Try to resist the temptation to settle on one explanation to reduce uncertainty and ambiguity unless the evidence points to only one explanation. Then compare the effects on your mood of this balanced thinking approach to the single explanation, black-and-white-thinking approach which reduces your uncertainty and ambiguity. When you see for yourself that the balanced thinking approach brings with it the benefit of positive effects on your mood, you are more likely to be willing tolerate some uncertainty and ambiguity to achieve this benefit going forward.

You may find it helpful to work with a psychologist who specializes in CBT in implementing the ideas from this article. The skills discussed can be applied in depression counselling, anxiety counselling, anger management counselling, trauma counselling, addiction counselling, eating disorders counselling, self-esteem counselling and many other areas.

May you improve your mood by tolerating uncertainty,

-Dr. Pat

2016-11-09T12:03:43+00:00 By |Categories: Addictions, Anger, Anxiety, Depression, Eating Disorders, Self-Esteem, Trauma|

About the Author:

Feeling Challenged? Work with a psychologist who knows how to overcome challenges… Depression, anxiety, stress & other psychological issues may seem as daunting as completing a marathon. My approach to “Plan, Take Action & Track Progress”, has helped 100s of clients and is the same approach I used to succeed in the Boston Marathon & Ironman Canada.
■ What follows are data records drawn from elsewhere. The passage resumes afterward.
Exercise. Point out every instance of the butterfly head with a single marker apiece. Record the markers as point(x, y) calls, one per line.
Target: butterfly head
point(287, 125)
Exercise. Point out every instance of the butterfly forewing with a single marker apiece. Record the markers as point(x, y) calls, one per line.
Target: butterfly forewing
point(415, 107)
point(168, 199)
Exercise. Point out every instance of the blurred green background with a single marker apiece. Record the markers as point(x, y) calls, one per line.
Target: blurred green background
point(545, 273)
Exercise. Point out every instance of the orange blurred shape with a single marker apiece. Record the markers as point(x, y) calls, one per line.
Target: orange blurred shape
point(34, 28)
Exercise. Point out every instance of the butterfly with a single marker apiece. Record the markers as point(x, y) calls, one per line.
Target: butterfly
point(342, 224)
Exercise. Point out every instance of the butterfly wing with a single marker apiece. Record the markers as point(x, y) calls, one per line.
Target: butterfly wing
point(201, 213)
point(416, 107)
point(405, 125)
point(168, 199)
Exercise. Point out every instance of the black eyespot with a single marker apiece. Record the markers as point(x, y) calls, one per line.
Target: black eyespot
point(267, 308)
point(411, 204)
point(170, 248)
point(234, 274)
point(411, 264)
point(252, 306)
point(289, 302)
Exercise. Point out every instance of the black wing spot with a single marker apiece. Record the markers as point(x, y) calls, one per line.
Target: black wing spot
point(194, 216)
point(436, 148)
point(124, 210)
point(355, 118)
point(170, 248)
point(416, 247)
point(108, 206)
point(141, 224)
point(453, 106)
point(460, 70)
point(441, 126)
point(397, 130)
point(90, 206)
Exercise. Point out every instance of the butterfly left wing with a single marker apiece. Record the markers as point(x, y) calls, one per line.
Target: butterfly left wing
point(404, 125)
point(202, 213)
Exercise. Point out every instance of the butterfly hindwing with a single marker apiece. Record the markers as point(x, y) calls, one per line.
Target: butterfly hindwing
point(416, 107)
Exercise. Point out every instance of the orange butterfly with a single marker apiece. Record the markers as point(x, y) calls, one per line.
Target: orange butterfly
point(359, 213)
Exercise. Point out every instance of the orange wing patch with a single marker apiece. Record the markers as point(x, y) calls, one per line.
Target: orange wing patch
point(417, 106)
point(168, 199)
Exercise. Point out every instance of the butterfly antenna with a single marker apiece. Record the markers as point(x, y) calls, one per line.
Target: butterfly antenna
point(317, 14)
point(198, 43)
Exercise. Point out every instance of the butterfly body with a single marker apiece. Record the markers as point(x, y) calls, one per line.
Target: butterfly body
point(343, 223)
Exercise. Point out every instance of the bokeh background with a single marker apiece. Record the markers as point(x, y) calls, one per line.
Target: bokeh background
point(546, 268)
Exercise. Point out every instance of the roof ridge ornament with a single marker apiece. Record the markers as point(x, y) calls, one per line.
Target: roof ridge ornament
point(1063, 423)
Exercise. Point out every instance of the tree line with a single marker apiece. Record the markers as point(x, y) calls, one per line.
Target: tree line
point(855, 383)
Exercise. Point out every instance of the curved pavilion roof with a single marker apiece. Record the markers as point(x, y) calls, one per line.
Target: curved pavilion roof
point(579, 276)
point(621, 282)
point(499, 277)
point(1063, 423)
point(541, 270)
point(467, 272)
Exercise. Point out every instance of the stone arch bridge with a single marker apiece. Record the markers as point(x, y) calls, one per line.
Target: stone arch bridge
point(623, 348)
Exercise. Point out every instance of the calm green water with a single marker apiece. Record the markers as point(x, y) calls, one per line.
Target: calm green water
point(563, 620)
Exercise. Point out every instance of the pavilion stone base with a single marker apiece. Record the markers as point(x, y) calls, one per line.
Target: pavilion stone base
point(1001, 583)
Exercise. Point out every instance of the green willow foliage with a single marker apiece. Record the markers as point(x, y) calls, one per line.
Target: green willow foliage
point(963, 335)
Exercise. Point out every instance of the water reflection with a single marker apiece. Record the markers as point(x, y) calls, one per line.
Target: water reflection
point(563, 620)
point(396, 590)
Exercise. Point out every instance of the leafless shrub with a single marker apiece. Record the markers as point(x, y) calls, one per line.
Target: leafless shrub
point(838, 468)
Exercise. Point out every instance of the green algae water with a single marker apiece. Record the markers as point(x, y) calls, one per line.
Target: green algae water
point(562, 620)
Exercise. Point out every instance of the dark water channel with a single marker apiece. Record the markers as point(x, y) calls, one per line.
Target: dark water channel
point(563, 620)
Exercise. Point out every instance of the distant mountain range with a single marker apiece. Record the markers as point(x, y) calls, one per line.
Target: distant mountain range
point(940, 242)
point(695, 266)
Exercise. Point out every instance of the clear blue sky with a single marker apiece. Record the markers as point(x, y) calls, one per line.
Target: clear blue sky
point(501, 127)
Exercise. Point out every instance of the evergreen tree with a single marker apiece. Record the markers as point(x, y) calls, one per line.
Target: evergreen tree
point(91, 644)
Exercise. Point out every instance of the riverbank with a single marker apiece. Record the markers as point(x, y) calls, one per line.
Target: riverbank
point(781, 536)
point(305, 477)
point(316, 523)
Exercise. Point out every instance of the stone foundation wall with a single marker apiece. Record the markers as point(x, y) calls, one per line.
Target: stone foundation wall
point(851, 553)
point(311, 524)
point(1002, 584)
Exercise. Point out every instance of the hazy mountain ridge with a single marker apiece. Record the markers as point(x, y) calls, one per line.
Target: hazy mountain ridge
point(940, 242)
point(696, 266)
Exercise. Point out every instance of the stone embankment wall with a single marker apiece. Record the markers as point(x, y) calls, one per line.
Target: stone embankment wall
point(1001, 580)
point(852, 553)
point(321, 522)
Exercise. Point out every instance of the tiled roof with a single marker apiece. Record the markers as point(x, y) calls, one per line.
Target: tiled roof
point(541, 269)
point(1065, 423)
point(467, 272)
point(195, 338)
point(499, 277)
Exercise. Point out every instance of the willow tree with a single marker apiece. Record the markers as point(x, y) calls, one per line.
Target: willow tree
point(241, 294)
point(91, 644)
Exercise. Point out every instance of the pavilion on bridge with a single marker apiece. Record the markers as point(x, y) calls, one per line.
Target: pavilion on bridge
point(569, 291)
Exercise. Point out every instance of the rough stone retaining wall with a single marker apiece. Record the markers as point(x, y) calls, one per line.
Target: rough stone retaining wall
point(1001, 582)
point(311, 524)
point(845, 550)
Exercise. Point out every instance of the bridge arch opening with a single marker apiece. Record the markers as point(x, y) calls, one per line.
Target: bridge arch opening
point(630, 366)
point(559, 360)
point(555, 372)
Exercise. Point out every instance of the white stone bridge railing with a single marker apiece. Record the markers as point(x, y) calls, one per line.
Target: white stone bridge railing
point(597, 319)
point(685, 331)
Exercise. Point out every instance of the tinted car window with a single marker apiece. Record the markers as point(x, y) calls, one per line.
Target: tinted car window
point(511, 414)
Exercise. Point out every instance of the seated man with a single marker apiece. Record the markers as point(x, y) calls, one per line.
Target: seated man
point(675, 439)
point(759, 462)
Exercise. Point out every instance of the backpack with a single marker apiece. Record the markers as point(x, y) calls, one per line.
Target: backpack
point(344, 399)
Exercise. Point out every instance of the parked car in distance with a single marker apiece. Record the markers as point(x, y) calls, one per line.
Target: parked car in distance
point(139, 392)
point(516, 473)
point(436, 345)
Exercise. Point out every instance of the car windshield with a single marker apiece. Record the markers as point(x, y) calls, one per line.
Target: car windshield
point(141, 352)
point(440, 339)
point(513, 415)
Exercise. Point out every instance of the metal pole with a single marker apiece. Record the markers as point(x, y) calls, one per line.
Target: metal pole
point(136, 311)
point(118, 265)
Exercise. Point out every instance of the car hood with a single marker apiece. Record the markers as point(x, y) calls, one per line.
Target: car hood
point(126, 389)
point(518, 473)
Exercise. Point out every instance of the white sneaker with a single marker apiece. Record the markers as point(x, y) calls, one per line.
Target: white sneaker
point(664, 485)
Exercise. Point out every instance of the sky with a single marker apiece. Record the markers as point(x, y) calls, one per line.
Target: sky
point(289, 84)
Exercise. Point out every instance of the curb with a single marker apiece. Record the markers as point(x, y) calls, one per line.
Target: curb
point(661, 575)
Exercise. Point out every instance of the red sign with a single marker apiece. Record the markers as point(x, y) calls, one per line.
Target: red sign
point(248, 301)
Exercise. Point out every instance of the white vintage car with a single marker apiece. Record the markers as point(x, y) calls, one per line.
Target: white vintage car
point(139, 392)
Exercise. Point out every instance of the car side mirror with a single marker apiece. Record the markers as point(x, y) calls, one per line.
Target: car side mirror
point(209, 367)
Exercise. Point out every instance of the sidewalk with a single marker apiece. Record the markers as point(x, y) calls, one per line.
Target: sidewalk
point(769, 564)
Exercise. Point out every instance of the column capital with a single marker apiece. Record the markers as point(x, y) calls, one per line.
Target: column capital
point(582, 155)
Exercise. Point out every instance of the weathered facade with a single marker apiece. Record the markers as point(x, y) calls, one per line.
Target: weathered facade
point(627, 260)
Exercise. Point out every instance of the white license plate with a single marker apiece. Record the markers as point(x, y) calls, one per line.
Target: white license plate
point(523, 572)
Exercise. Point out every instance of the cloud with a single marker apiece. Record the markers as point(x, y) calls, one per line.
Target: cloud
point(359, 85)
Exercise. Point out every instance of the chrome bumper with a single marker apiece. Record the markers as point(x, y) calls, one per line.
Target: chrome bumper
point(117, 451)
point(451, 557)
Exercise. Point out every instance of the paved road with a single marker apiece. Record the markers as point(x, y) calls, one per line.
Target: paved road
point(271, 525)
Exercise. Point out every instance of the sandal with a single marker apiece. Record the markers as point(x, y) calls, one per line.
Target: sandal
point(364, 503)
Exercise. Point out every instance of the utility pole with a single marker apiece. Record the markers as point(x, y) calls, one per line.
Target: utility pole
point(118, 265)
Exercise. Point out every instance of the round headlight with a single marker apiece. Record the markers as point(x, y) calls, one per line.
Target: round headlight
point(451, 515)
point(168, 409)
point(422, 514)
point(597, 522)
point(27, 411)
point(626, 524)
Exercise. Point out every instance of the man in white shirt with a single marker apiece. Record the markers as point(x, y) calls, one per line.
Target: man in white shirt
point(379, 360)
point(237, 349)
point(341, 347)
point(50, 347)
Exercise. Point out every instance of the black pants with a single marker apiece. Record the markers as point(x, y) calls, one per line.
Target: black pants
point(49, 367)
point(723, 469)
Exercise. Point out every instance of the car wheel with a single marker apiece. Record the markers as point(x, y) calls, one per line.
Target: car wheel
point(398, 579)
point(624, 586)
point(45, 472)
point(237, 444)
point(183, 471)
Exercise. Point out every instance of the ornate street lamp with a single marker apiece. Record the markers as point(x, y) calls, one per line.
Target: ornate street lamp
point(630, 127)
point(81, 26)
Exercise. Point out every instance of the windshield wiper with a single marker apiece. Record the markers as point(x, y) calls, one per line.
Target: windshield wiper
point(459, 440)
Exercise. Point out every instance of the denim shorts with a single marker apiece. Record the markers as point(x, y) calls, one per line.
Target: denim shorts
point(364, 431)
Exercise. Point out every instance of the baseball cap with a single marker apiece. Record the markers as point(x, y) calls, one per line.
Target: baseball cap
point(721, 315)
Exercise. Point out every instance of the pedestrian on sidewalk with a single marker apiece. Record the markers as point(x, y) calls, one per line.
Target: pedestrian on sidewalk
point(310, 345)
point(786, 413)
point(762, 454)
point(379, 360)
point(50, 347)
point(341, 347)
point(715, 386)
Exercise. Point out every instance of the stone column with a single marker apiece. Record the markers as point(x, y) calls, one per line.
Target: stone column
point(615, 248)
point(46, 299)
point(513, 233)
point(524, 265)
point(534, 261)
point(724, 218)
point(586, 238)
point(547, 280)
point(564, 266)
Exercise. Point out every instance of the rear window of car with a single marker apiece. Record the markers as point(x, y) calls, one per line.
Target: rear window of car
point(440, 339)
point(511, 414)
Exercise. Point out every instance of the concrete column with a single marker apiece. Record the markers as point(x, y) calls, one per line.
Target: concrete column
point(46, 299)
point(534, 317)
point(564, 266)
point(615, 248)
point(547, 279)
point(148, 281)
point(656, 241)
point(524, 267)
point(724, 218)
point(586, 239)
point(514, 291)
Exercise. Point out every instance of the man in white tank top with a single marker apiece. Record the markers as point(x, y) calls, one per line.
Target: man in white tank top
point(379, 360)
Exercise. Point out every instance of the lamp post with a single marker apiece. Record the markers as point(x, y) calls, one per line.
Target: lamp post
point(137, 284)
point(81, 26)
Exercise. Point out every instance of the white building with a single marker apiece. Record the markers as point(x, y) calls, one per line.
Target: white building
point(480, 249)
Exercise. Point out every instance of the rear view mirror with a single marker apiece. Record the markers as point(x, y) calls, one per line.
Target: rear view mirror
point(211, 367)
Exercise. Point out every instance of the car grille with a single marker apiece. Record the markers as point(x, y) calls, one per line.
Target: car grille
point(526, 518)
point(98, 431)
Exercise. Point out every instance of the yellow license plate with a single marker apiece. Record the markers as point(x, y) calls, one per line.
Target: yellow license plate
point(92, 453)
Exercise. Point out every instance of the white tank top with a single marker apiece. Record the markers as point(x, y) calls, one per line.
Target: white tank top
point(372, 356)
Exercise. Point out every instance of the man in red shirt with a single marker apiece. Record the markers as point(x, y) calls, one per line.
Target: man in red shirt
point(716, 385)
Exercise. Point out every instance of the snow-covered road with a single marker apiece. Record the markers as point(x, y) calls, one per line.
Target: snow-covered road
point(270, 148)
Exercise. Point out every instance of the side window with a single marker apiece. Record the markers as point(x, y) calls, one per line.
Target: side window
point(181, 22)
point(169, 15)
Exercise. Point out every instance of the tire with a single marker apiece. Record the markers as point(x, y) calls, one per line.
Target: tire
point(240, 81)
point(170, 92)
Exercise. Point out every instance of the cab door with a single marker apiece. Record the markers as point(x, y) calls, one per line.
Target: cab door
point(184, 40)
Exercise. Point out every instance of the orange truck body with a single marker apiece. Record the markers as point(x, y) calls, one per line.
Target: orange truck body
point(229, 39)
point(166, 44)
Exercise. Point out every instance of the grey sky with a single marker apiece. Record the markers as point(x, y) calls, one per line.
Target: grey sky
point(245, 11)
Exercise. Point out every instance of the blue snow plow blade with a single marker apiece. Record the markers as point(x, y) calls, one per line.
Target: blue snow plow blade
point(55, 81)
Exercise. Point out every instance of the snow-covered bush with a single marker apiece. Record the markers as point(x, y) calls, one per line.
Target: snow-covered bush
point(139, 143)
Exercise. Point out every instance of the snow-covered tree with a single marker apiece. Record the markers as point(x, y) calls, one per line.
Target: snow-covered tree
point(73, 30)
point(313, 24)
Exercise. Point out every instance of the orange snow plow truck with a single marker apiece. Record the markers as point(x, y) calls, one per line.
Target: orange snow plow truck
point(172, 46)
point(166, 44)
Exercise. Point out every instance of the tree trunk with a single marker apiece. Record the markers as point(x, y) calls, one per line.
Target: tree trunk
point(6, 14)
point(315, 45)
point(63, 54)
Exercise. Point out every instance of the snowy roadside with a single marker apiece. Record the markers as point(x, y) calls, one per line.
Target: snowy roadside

  1. Clare James April 27, 2015 at 4:41 am - Reply

    It has been said it takes 21 days to break a habit. Do you recommend any daily excerises in regards to the CBT approachyou have spoken about in your article?

    • Dr. Patrick Keelan April 27, 2015 at 1:40 pm - Reply

      Thank you for your comment and question.

      One daily exercise I recommend is that when you have a negative thought leading to strong emotions (e.g., sadness, anxiety, anger, frustration, guilt) that you practice listing both the evidence supporting and the evidence not supporting the negative thought. A second daily exercise I recommend is to list people and things you’re grateful for to balance against people and things you’re not grateful for. A third daily exercise I recommend is to list instances in which your positive characteristics are demonstrated in specific situations. List the situation and your positive characteristic which was evident in the situation. Those are three exercises which have a track record of success in helping a person improve their moods on an ongoing basis.